Does Moving a Vector Invalidate Iterators

Does moving a vector invalidate iterators?

While it might be reasonable to assume that iterators are still valid after a move, I don't think the Standard actually guarantees this. Therefore, the iterators are in an undefined state after the move.

---

There is no reference I can find in the Standard which specifically states that iterators that existed before a move are still valid after the move.

On the surface, it would seem to be perfectly reasonable to assume that an iterator is typically implemented as pointers in to the controlled sequence. If that's the case, then the iterators would still be valid after the move.

But the implementation of an iterator is implementation-defined. Meaning, so long as the iterator on a particular platform meets the requirements set forth by the Standard, it can be implemented in any way whatsoever. It could, in theory, be implemented as a combination of a pointer back to the vector class along with an index. If that's the case, then the iterators would become invalid after the move.

Whether or not an iterator is actually implemented this way is irrelevant. It could be implemented this way, so without a specific guarantee from the Standard that post-move iterators are still valid, you cannot assume that they are. Bear in mind also that there is such a guarantee for iterators after a swap. This was specifically clarified from the previous Standard. Perhaps it was simply an oversight of the Std comittee to not make a similar clarification for iterators after a move, but in any case there is no such guarantee.

Therefore, the long and the short of it is you can't assume your iterators are still good after a move.

EDIT:

23.2.1/11 in Draft n3242 states that:

Unless otherwise specified (either explicitly or by defining a
function in terms of other functions), invoking a container member
function or passing a container as an argument to a library function
shall not invalidate iterators to, or change the values of, objects
within that container.

This might lead one to conclude that the iterators are valid after a move, but I disagree.
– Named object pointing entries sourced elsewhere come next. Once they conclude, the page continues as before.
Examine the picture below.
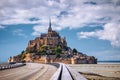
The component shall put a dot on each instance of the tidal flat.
(98, 71)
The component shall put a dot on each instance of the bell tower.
(50, 28)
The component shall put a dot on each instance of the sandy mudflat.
(98, 71)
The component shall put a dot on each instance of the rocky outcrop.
(51, 47)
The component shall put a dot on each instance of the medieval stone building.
(51, 39)
(55, 49)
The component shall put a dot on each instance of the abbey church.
(49, 48)
(51, 39)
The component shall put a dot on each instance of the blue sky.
(91, 26)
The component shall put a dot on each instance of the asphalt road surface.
(32, 71)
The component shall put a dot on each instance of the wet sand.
(98, 71)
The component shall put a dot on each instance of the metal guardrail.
(64, 72)
(9, 66)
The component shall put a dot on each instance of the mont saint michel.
(51, 47)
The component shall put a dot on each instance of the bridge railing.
(64, 72)
(9, 66)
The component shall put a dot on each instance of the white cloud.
(111, 32)
(19, 32)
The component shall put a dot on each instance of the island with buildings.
(51, 47)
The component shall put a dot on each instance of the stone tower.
(50, 28)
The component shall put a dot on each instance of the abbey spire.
(50, 28)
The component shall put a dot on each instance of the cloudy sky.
(91, 26)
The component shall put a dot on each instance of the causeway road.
(31, 71)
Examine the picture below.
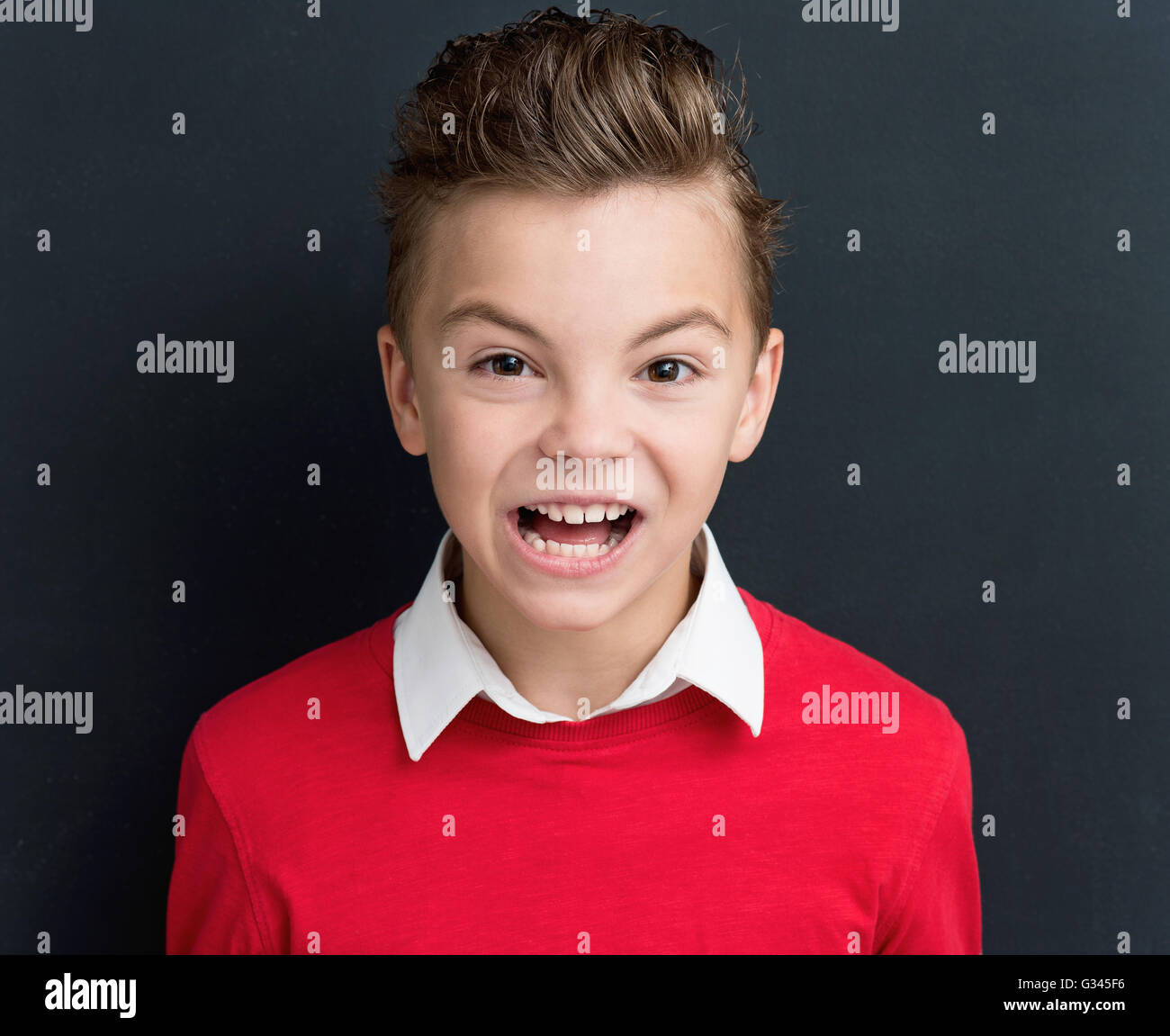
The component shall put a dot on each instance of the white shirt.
(440, 664)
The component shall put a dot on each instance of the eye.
(666, 373)
(504, 366)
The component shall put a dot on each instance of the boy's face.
(589, 277)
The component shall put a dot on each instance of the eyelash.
(695, 374)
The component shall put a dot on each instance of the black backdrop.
(966, 478)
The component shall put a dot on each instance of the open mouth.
(570, 530)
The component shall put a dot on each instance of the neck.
(554, 669)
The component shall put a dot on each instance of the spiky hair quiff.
(572, 107)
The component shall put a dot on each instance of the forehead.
(604, 262)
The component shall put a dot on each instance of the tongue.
(564, 533)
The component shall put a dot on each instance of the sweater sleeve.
(210, 906)
(940, 914)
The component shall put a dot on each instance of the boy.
(580, 736)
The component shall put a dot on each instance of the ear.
(757, 404)
(400, 393)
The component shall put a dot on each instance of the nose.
(588, 418)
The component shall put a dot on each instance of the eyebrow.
(698, 316)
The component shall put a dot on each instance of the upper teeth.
(576, 515)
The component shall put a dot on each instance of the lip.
(572, 567)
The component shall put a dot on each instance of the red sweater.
(666, 828)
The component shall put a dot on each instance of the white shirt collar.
(440, 665)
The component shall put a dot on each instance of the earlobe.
(400, 393)
(759, 400)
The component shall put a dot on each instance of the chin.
(562, 615)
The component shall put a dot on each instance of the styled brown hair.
(572, 107)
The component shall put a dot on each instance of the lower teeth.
(573, 549)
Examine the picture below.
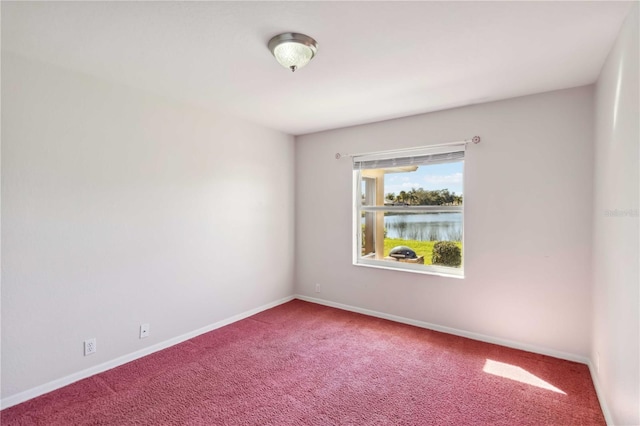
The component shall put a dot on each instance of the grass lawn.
(422, 248)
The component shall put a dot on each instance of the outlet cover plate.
(90, 346)
(145, 329)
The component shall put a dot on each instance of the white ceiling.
(375, 61)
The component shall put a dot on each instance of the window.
(408, 210)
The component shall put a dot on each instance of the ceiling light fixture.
(293, 50)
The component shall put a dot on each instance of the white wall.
(616, 253)
(528, 198)
(121, 208)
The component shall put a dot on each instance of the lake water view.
(424, 226)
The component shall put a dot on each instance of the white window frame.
(417, 157)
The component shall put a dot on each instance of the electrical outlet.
(90, 346)
(145, 329)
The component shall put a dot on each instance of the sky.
(438, 176)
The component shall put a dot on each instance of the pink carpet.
(306, 364)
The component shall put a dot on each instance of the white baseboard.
(67, 380)
(449, 330)
(603, 404)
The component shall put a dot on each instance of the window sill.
(411, 268)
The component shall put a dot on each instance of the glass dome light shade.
(292, 50)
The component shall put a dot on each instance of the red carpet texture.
(307, 364)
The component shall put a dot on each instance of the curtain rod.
(475, 140)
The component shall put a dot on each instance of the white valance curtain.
(410, 157)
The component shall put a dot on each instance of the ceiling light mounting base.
(293, 50)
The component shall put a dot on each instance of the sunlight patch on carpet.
(519, 374)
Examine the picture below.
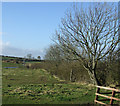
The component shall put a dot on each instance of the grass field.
(37, 86)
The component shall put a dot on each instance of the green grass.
(27, 86)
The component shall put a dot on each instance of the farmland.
(22, 85)
(37, 86)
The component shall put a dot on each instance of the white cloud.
(8, 50)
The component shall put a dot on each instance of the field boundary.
(111, 98)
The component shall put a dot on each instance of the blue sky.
(27, 27)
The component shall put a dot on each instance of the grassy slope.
(23, 86)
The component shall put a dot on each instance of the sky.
(28, 27)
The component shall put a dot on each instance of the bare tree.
(53, 53)
(89, 34)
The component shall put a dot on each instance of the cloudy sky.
(27, 27)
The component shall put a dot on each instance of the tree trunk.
(94, 78)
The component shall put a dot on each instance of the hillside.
(36, 86)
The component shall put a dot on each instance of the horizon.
(28, 27)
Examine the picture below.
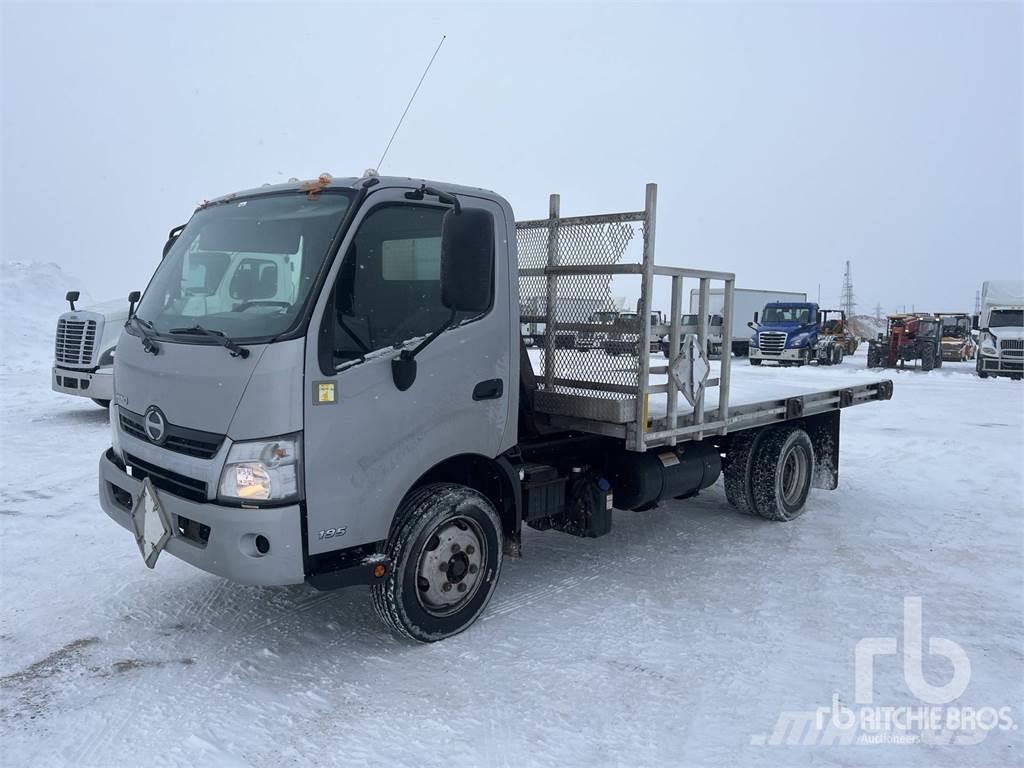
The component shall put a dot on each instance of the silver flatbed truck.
(380, 421)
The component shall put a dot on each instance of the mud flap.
(823, 431)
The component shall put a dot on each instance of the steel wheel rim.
(795, 472)
(455, 555)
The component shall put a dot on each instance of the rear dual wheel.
(769, 472)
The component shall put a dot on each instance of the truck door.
(366, 442)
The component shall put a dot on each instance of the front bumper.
(97, 384)
(791, 354)
(228, 548)
(996, 365)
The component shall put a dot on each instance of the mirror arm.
(442, 197)
(403, 367)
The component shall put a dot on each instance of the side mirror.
(467, 260)
(171, 238)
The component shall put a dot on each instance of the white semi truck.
(748, 303)
(1000, 343)
(83, 349)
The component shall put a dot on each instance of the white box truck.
(748, 302)
(1000, 346)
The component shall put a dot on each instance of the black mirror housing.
(467, 260)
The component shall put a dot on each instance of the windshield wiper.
(150, 342)
(233, 347)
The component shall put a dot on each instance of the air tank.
(640, 480)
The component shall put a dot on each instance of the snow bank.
(32, 295)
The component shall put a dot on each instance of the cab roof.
(327, 181)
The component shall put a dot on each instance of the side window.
(388, 290)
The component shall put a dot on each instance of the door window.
(388, 290)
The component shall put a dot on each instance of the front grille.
(179, 439)
(771, 342)
(165, 479)
(76, 342)
(1012, 347)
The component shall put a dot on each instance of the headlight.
(262, 470)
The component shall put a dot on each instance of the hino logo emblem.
(156, 425)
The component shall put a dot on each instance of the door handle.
(491, 389)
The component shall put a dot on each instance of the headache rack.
(595, 375)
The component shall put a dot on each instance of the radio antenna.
(422, 78)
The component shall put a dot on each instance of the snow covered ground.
(680, 639)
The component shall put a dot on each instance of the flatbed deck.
(758, 396)
(598, 377)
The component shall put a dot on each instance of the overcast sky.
(785, 138)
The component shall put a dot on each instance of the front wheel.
(445, 550)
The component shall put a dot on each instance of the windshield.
(245, 267)
(1007, 318)
(958, 327)
(786, 314)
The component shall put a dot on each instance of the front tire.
(445, 550)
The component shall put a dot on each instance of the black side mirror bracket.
(403, 367)
(171, 238)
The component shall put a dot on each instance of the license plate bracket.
(151, 523)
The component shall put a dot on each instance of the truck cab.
(1000, 341)
(786, 333)
(84, 346)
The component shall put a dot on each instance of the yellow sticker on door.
(324, 392)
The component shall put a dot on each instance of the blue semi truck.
(799, 333)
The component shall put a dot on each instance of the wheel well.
(482, 474)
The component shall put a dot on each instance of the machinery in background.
(957, 342)
(908, 338)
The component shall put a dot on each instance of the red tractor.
(909, 337)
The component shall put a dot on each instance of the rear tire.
(738, 468)
(443, 534)
(782, 470)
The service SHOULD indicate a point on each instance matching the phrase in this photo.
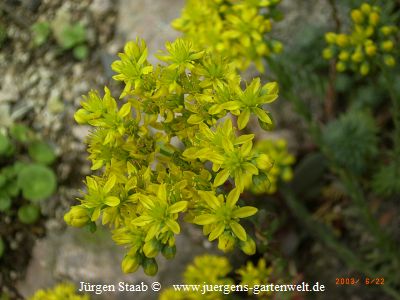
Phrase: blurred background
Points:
(52, 52)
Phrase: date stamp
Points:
(360, 281)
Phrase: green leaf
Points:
(20, 133)
(37, 182)
(173, 225)
(142, 221)
(243, 139)
(4, 144)
(41, 152)
(231, 105)
(221, 177)
(217, 231)
(150, 267)
(5, 201)
(238, 230)
(262, 115)
(41, 32)
(177, 207)
(243, 118)
(215, 109)
(233, 197)
(72, 35)
(244, 212)
(205, 219)
(2, 247)
(81, 52)
(109, 184)
(28, 214)
(112, 201)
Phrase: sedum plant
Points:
(171, 149)
(371, 42)
(60, 291)
(235, 29)
(280, 168)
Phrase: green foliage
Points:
(278, 163)
(41, 32)
(4, 144)
(386, 181)
(68, 35)
(235, 29)
(370, 44)
(41, 152)
(352, 140)
(153, 151)
(2, 247)
(28, 213)
(60, 291)
(37, 182)
(73, 37)
(252, 275)
(3, 35)
(20, 176)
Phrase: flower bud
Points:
(364, 69)
(151, 248)
(169, 252)
(340, 67)
(327, 53)
(77, 217)
(374, 18)
(344, 55)
(130, 264)
(357, 16)
(249, 246)
(389, 60)
(366, 8)
(226, 242)
(357, 56)
(370, 49)
(387, 46)
(150, 266)
(386, 30)
(330, 37)
(342, 40)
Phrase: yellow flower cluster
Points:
(65, 291)
(171, 149)
(255, 275)
(370, 43)
(280, 166)
(234, 28)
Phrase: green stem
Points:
(324, 234)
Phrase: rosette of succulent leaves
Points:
(170, 148)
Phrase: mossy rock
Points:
(37, 182)
(28, 214)
(41, 152)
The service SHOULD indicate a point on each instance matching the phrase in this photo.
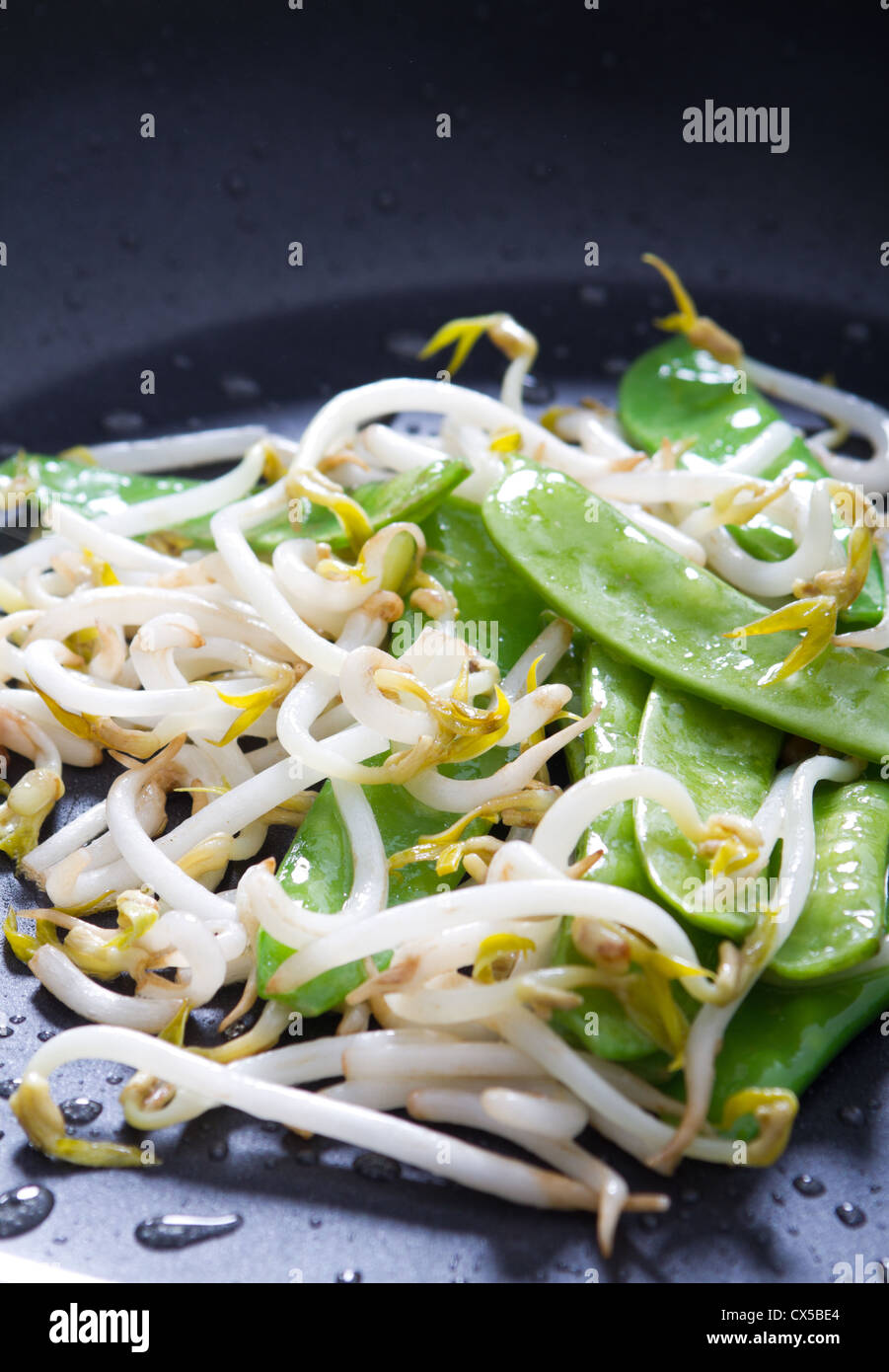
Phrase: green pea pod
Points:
(495, 614)
(844, 918)
(727, 763)
(670, 618)
(600, 1024)
(92, 492)
(622, 692)
(783, 1037)
(678, 391)
(498, 618)
(410, 495)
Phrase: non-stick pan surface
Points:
(126, 254)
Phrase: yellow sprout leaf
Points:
(818, 620)
(699, 330)
(24, 946)
(466, 334)
(774, 1108)
(319, 490)
(509, 442)
(102, 572)
(175, 1031)
(253, 706)
(44, 1125)
(498, 949)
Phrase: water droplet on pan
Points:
(24, 1209)
(180, 1231)
(808, 1185)
(80, 1110)
(376, 1168)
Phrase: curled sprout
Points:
(44, 1125)
(774, 1110)
(25, 808)
(320, 490)
(700, 331)
(818, 605)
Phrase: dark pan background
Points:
(319, 125)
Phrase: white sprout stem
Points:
(350, 411)
(457, 796)
(398, 452)
(136, 604)
(794, 881)
(146, 859)
(409, 1143)
(179, 450)
(759, 577)
(150, 516)
(877, 639)
(369, 888)
(562, 825)
(612, 1112)
(445, 1105)
(551, 645)
(98, 1003)
(527, 899)
(257, 583)
(860, 416)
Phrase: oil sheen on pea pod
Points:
(670, 618)
(844, 918)
(786, 1036)
(727, 762)
(678, 391)
(497, 616)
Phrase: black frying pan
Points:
(319, 125)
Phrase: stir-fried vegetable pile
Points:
(579, 722)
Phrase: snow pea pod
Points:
(670, 618)
(600, 1024)
(678, 391)
(92, 492)
(785, 1037)
(410, 495)
(727, 763)
(495, 612)
(844, 918)
(319, 872)
(622, 692)
(499, 618)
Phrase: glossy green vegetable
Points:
(846, 914)
(678, 391)
(410, 495)
(92, 490)
(319, 872)
(497, 614)
(622, 692)
(670, 618)
(727, 762)
(499, 618)
(782, 1037)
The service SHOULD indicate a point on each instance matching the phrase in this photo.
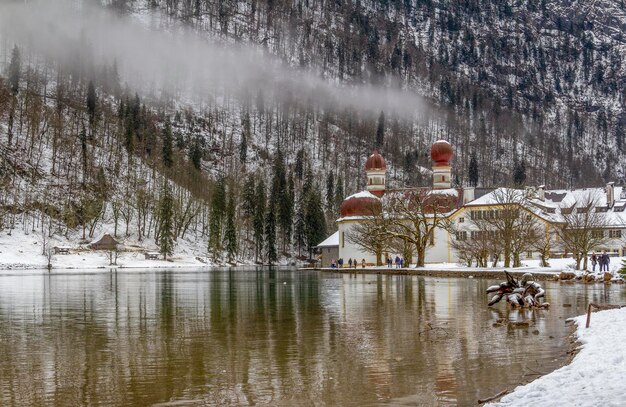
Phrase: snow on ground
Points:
(594, 378)
(530, 266)
(22, 250)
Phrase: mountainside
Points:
(522, 80)
(257, 116)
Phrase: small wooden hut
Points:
(106, 242)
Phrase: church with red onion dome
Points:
(370, 202)
(455, 241)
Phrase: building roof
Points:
(558, 202)
(331, 241)
(375, 162)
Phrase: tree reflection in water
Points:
(279, 337)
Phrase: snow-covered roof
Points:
(447, 191)
(362, 194)
(555, 202)
(332, 240)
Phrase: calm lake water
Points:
(259, 337)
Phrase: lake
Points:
(272, 337)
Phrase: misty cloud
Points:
(153, 57)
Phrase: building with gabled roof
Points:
(551, 208)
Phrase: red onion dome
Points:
(361, 204)
(375, 162)
(441, 152)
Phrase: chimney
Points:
(541, 192)
(610, 194)
(468, 194)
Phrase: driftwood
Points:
(599, 307)
(488, 399)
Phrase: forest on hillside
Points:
(254, 173)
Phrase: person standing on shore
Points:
(594, 261)
(604, 261)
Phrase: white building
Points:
(549, 207)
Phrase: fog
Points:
(165, 59)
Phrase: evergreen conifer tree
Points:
(243, 149)
(473, 171)
(166, 227)
(15, 67)
(259, 218)
(230, 235)
(299, 165)
(83, 150)
(218, 207)
(91, 104)
(249, 203)
(519, 174)
(270, 234)
(330, 191)
(195, 154)
(339, 192)
(315, 223)
(166, 152)
(300, 228)
(380, 131)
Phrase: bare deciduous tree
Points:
(414, 215)
(582, 228)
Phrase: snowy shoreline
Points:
(593, 377)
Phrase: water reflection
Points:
(279, 337)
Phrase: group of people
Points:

In your example code, a_iter was an iterator in to the vector a. After the move, that container, a has certainly been changed. My conclusion is the above clause does not apply in this case.

Does std::vector::swap invalidate iterators?

The behavior of swap has been clarified considerably in C++11, in large part to permit the Standard Library algorithms to use argument dependent lookup (ADL) to find swap functions for user-defined types. C++11 adds a swappable concept (C++11 §17.6.3.2[swappable.requirements]) to make this legal (and required).

The text in the C++11 language standard that addresses your question is the following text from the container requirements (§23.2.1[container.requirements.general]/8), which defines the behavior of the swap member function of a container:

Every iterator referring to an element in one container before the swap shall refer to the same element in the other container after the swap.

It is unspecified whether an iterator with value a.end() before the swap will have value b.end() after the swap.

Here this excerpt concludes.